If your performance is a defensive one and is all about yourself and how people are receiving your message, yes, you wind up making a mess. Because you aren’t expressing what is intended by your song, your dialogue, the composer, the playwright, etc.
Godin uses the term “offensive” here to describe offensive behavior, which also gets in the way of the message. I don’t think that this works in performing, because “offensive” can be in the eye of the beholder. You can be performing something exactly the way it was intended by the work’s creator, and someone is going to be offended. So let’s switch over to the idea of “offensive” and “defensive” as they relate to business, because I think they might be more relevant here.
In Mark Samuel’s blogpost on Bstate.com, he talks about the roles of the offensive player as they relate in football and in business.
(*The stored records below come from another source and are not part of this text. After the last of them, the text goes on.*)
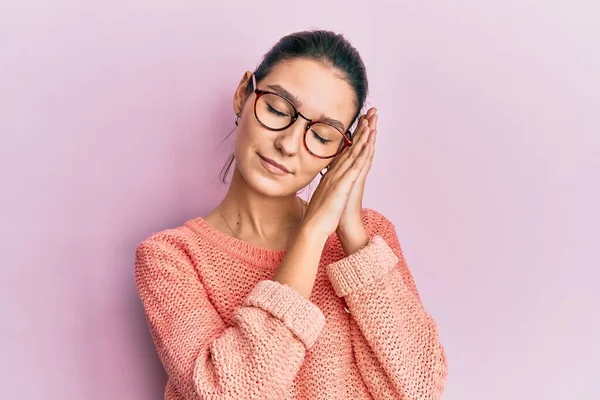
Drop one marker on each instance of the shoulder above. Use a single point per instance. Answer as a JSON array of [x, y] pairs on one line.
[[375, 222], [178, 244]]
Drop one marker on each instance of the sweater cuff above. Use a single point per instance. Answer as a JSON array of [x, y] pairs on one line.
[[299, 314], [362, 267]]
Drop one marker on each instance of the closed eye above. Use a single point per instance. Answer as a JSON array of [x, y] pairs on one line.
[[276, 112], [319, 138]]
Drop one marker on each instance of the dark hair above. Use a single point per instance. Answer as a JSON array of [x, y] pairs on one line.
[[327, 47]]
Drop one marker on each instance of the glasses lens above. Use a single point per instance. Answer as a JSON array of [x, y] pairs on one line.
[[274, 111], [323, 140]]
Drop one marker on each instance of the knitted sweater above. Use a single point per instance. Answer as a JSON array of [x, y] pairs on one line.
[[224, 330]]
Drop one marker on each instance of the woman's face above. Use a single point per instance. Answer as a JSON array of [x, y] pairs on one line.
[[321, 93]]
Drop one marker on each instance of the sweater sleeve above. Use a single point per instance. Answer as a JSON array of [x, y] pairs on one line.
[[396, 342], [258, 357]]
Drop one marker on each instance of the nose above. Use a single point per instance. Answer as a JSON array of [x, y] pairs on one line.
[[289, 141]]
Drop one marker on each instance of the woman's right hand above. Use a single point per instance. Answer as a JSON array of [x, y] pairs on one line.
[[329, 199]]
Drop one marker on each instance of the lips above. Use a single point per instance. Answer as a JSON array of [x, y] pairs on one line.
[[272, 162]]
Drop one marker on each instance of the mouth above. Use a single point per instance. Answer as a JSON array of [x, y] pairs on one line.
[[273, 166]]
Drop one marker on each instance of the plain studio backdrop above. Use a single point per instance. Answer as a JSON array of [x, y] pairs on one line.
[[487, 162]]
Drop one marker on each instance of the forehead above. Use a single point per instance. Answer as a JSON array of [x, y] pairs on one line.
[[320, 89]]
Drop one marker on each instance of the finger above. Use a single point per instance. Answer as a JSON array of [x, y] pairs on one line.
[[373, 121], [355, 143], [351, 174], [349, 158]]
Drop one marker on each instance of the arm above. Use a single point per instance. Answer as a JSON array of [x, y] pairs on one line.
[[395, 340], [257, 357]]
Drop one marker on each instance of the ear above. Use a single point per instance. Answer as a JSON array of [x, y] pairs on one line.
[[240, 95]]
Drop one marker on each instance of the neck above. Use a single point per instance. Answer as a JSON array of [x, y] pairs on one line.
[[256, 215]]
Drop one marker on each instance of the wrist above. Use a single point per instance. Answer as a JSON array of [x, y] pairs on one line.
[[354, 240]]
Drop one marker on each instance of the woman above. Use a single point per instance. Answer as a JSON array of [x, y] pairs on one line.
[[270, 297]]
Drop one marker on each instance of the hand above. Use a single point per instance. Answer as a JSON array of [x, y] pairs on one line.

Here’s a quick overview of the differences between being on the offense vs. on the defense:
|Has a goal in mind||Is completely in the moment|
|Sees the obstacles in the way and creates strategy to counter||Is the obstacle|
|Scores points||Lets other people score points|
|Has motivation to keep moving forward||Keeps others from moving forward|
*You might say, “But Christine! Isn’t all acting RE-acting?
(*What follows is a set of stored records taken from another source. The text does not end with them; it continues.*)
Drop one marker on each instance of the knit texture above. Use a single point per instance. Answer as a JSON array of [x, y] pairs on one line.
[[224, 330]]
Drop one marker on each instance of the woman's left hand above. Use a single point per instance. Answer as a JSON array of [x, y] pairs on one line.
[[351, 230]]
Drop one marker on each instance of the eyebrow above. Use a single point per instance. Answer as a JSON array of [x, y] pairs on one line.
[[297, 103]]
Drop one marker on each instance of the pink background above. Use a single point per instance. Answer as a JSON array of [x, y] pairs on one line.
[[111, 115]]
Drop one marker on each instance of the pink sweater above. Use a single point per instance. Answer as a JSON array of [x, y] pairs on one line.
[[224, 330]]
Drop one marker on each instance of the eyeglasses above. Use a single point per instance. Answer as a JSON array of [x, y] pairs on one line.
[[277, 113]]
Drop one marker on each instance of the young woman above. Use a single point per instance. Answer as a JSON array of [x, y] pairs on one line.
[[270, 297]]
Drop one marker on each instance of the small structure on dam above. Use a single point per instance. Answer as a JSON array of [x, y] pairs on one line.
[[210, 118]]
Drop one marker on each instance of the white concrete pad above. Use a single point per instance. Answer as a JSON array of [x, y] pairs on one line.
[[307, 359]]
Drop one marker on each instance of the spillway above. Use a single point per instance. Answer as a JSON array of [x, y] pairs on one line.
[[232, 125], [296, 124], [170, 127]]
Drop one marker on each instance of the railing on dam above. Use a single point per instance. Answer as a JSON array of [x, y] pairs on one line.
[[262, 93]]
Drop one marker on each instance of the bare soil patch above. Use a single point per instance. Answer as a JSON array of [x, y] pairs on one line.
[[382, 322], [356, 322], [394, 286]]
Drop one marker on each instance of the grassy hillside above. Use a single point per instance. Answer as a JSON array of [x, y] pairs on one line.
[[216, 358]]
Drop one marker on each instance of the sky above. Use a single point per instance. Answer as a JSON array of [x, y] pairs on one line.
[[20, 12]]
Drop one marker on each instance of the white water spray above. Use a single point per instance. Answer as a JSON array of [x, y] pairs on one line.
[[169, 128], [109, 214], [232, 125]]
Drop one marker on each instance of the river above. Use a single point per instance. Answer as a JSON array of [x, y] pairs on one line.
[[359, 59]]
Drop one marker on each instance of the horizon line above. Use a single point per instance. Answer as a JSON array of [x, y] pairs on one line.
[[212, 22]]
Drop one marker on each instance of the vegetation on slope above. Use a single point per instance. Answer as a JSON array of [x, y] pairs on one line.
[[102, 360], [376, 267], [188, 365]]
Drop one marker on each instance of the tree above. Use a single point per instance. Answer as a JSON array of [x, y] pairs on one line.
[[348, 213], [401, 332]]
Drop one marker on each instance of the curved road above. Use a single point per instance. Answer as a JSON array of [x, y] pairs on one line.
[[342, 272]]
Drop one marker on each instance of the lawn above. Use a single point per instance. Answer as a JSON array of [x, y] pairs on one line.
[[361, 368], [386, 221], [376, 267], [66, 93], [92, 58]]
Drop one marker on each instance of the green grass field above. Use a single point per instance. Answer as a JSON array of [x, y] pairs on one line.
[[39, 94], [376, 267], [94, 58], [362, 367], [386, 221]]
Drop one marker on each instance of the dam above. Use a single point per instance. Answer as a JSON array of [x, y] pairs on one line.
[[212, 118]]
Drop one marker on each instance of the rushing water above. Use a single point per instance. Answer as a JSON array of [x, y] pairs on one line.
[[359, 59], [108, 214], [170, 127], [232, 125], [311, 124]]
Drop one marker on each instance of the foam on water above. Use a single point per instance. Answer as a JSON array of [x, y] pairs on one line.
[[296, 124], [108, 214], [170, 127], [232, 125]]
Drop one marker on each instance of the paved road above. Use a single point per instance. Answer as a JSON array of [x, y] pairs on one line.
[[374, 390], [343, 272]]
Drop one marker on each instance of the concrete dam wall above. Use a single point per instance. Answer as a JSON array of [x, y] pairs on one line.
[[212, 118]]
Shouldn’t I be reactive if I want to be authentic?
Wouldn’t that mean that I should be defensive?”
That was the conventional wisdom. But current wisdom favors responding (more measured, more thoughtful, less spontaneous) in favor of reacting (knee-jerk, emotional, instinctive). A response is done with the intention of eliciting a positive outcome. A reaction might elicit a positive outcome, but it might elicit a negative one as well. According to the article, A Blueprint for Leadership Transformation:
Reacting is emotional, responding is emotional intelligence.
With the exception of improvisation, as performers, we know the story before we begin. We have the information so that we can make those decisions, even if they’re in the moment, in order to create a positive outcome. We have a story to tell, whether it’s a narrative of two minutes or two hours, and we need to make the choices based on the information that we have gathered in advance.
And even with improvisation, the best improvisers – in both music and acting – have developed strong enough technique to have that stored information at their fingertips, so they are, in fact, responding to the situation with the tools that they have learned rather than reacting in a knee-jerk fashion. They are on the offense, rather than the defense.
Both definitions of being defensive work here because they both involve blocking something. In the case of Godin, you are blocking yourself from being authentic and vulnerable in the cause of self-protection. In the sports use of the term, you are preventing someone from getting somewhere. In the case of performance, you very well might be blocking yourself – or the audience – from achieving the satisfaction of an authentic interpretation.